2. Drain soaked buckwheat through a fine mesh strainer and rinse well with cool water.
3. Add soaked buckwheat, water to cover by several inches, and salt to a medium pot. This cooking method is the same method that you use when cooking pasta.
4. Bring water to a boil.
5. Reduce heat to maintain a gentle boil.
6. Cook for 10-15 minutes, or until desired texture is achieved.
7. Drain in a fine mesh strainer. If you will be using the buckwheat in a cold dish, rinse with cold water and store in the fridge until needed.
8. Use in place of white rice and pasta. Add to a savory dish, a soup, cold salad, or with a little honey and raw milk for breakfast. I like a little scoop of buckwheat on a green salad, to give the salad more staying power. We also use buckwheat for grain bowls.
Kasha is roasted buckwheat and cooks differently than raw buckwheat groats.
Look for whole buckwheat groats, instead of ground.
Things that can affect your cooking time and liquid amount required:
How long soaked. If you soak between 12-48 hours the water requirement will be the same, but if you soak less than 8 hours, you may need additional water.
Type of cooking vessel, size and shape. The water will evaporate faster in a more wide and shallow shaped pan.
Age of grains. Old grains may take longer to cook.
Quantity cooked. If you significantly increase your volume of grains cooked, you will need to also increase cooking time.

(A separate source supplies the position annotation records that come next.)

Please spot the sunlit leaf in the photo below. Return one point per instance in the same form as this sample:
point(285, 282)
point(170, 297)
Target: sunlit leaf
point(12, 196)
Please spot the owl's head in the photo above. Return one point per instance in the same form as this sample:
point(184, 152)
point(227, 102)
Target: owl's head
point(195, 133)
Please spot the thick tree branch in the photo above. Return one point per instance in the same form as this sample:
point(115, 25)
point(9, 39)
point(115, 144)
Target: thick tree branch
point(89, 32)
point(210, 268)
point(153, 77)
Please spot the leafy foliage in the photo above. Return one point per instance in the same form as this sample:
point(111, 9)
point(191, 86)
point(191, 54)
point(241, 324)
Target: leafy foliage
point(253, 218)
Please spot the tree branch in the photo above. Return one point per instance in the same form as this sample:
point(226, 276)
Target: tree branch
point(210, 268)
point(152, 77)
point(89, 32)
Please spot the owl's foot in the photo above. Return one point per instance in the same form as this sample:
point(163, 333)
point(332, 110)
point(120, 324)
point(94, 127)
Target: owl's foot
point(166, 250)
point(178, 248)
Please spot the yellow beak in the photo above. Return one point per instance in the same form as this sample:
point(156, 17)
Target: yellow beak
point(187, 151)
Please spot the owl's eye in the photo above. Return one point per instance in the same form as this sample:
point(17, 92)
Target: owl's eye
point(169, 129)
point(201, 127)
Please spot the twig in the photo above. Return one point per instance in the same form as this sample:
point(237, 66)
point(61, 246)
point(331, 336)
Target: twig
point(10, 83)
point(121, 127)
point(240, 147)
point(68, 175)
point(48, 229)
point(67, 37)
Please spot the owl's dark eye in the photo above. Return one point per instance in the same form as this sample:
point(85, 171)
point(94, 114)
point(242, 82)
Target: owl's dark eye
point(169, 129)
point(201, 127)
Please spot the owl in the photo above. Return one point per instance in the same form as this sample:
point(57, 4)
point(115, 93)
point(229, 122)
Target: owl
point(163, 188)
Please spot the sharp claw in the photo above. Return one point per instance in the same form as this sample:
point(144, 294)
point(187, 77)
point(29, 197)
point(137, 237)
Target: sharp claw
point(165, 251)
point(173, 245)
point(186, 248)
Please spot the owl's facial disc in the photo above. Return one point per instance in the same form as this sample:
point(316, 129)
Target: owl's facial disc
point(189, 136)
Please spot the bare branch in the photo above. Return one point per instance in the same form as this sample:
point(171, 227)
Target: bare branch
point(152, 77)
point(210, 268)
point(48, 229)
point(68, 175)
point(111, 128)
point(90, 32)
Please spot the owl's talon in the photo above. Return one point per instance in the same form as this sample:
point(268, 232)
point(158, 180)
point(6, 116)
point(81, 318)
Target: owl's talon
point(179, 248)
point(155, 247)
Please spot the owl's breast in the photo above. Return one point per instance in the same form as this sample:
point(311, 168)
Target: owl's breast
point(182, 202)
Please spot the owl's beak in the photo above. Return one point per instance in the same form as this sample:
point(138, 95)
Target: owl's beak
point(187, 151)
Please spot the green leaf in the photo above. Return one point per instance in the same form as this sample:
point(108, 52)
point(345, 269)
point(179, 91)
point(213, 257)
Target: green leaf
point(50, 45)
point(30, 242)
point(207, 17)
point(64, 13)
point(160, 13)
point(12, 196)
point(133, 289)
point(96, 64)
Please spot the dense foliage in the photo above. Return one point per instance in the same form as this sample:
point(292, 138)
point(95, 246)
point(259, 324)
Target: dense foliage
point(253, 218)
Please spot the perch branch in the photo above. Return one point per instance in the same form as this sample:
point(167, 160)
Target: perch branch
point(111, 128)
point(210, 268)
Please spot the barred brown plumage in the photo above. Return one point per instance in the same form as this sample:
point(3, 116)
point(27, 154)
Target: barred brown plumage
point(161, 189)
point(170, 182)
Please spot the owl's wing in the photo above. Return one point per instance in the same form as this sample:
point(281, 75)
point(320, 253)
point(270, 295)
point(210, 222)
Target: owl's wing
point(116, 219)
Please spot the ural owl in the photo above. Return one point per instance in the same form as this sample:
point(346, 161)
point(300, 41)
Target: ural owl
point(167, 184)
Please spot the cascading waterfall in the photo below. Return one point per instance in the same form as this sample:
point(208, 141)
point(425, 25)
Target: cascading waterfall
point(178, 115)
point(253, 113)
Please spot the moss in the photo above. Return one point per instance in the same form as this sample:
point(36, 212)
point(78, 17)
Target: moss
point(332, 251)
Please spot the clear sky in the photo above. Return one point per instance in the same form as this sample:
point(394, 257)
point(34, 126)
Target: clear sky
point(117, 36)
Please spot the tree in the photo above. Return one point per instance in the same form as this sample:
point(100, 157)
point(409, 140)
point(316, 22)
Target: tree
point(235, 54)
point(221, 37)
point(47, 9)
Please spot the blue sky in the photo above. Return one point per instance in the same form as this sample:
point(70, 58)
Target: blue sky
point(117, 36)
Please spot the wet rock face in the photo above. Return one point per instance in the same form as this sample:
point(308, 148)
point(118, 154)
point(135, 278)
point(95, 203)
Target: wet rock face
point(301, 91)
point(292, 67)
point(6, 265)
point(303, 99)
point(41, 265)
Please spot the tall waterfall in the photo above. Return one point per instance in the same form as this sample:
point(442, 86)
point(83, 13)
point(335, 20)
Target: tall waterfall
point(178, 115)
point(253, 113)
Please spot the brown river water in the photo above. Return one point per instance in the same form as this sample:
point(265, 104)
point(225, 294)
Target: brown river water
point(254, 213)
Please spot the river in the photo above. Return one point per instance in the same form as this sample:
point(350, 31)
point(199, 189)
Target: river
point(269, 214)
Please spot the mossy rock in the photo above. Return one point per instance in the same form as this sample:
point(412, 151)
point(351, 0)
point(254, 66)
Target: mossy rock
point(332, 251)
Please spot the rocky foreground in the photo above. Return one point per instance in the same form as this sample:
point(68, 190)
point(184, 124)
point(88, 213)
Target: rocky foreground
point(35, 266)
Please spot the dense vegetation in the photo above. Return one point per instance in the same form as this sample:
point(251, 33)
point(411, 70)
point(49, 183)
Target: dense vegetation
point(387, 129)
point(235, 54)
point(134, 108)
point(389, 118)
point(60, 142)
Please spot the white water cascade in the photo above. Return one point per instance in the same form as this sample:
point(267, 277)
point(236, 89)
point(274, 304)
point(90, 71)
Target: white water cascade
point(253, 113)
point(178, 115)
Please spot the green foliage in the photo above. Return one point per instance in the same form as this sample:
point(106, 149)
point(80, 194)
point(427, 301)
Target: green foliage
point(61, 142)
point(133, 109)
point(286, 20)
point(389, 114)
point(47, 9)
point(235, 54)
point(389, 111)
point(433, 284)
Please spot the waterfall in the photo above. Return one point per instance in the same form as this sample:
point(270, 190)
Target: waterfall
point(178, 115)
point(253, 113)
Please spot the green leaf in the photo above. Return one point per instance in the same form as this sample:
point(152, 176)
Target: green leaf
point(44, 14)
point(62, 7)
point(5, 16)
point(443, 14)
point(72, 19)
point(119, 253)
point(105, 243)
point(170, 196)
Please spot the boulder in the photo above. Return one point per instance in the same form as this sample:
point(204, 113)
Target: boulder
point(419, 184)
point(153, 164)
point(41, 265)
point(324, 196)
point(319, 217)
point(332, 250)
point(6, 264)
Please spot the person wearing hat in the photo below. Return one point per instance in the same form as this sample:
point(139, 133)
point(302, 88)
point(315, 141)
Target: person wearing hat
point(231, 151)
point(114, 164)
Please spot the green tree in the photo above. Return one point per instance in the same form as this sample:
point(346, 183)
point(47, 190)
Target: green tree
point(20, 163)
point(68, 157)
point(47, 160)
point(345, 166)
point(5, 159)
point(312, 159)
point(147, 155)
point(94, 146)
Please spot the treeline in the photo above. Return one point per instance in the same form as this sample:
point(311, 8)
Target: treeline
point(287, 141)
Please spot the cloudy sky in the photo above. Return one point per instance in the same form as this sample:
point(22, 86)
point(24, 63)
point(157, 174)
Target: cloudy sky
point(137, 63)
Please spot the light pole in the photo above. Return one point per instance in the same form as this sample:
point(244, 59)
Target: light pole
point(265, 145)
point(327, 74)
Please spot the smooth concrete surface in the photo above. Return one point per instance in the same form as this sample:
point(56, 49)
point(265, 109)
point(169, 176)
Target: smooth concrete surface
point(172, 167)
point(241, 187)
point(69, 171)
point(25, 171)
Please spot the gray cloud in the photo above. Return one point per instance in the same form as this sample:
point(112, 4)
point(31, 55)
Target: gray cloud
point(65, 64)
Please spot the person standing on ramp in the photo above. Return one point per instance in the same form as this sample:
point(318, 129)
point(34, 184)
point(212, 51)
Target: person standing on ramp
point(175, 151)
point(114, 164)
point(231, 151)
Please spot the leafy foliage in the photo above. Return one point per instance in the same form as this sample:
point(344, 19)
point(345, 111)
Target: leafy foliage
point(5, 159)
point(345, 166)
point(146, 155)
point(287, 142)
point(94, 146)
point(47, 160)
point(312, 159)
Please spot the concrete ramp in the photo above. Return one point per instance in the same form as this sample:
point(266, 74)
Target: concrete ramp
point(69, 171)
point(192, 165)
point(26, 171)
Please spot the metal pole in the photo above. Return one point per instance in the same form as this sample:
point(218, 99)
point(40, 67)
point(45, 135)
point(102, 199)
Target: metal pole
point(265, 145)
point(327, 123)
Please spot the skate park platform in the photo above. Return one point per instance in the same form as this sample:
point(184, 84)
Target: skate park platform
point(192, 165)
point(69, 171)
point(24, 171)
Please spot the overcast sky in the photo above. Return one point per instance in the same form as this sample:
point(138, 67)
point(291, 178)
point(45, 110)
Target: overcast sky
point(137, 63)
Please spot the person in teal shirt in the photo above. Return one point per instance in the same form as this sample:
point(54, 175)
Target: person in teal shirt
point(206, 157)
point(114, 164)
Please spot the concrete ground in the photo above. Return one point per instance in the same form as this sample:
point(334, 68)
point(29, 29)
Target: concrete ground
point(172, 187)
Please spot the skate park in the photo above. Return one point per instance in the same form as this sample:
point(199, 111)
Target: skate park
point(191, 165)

Type of cooking method ie: stove top, rice cooker, oven method. Each method will very slightly. For health reasons, I do not recommend cooking grains in a pressure cooker.
Altitude also affects cooking time. I am at an altitude of 4,775, if you are at high altitude or sea level, you will need to adjust cooking time accordingly.
Prepare to be a little flexible the first time you soak and cook a particular grain. Consider it an experiment. Start with this as a base and alter it if needed.